Nigeria’s politicians need to address the concerns of the young, especially the girls who constitute half the population. They should realize that change is necessary if they want change. Otherwise, more young people will continue to live in poverty and they will be unable to realize their dreams of college degrees, better jobs and a better standard of living. They have suffered gender discrimination since the time of the Apartheid when men used to rule over women. Now, the gap between the haves and the have-nots is slowly closing but things are still not really getting better for the women.

Some Nigerian politicians believe that if the women get educated, they will automatically vote for the government in general. This is yet another misconception. Many female students are discouraged from going to school because they lack money for the transportation and other expenses. If they vote for the politicians, they might not be able to afford the degree they want. What is more, these young women might face the same fate as the young men who were forced out of school after Apartheid.

Nigeria’s youth, women and girls have their own demands. They want to be respected, to have their needs addressed and for them to be equal.
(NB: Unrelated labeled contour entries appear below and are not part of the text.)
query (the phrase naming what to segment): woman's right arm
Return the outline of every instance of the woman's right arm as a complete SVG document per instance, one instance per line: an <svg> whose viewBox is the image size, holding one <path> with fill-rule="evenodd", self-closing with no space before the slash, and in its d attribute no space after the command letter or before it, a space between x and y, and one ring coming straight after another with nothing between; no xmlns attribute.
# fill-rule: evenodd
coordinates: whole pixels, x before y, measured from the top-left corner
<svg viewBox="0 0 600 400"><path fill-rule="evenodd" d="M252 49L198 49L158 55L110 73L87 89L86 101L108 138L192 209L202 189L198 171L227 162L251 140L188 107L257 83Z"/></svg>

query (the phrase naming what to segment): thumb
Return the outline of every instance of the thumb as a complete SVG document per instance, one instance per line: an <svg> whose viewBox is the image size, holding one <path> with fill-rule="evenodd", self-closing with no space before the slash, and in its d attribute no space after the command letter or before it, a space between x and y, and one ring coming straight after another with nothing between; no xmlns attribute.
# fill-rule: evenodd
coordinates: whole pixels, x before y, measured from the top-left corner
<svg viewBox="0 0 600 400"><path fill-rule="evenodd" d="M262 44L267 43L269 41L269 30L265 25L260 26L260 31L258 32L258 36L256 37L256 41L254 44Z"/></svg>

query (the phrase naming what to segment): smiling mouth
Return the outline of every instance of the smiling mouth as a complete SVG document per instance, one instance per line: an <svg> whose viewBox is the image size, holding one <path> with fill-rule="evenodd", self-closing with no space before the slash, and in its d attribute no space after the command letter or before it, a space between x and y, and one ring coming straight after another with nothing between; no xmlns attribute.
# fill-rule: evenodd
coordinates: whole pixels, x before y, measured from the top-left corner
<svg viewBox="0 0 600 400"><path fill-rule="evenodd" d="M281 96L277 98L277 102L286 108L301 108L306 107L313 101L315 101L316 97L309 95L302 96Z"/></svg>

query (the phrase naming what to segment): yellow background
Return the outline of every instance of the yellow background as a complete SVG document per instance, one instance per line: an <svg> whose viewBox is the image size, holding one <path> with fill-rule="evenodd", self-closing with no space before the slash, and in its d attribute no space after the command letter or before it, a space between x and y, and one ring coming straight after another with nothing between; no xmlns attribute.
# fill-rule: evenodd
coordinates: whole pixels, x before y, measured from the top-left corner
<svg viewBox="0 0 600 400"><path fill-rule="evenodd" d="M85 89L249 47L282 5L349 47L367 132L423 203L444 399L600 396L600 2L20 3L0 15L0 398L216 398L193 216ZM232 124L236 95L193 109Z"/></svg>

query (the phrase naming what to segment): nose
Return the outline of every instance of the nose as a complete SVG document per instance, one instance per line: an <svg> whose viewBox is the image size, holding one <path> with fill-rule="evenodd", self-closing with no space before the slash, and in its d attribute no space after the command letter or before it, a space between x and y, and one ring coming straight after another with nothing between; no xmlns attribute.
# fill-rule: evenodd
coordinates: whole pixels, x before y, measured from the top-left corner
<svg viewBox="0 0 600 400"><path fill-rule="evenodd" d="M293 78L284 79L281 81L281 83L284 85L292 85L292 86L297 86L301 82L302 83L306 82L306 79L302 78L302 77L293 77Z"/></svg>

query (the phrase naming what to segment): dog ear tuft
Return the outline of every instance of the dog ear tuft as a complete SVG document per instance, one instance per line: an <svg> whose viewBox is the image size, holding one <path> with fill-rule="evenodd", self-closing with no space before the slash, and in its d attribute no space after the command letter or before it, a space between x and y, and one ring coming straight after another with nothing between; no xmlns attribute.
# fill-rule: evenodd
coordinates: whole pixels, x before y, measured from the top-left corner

They are tired of being treated like second class citizens. Some of them would like to have more say in how the country is run.

Some women want to be granted equal rights. They demand a change in the social structure of the country. If women feel secure enough to walk around, go to school and be respected, then they will not turn back away from the government institutions when they get a chance. The key is for the government to realize that women too have rights. If women are given a voice, it will not be a man’s world any longer. Women will rule.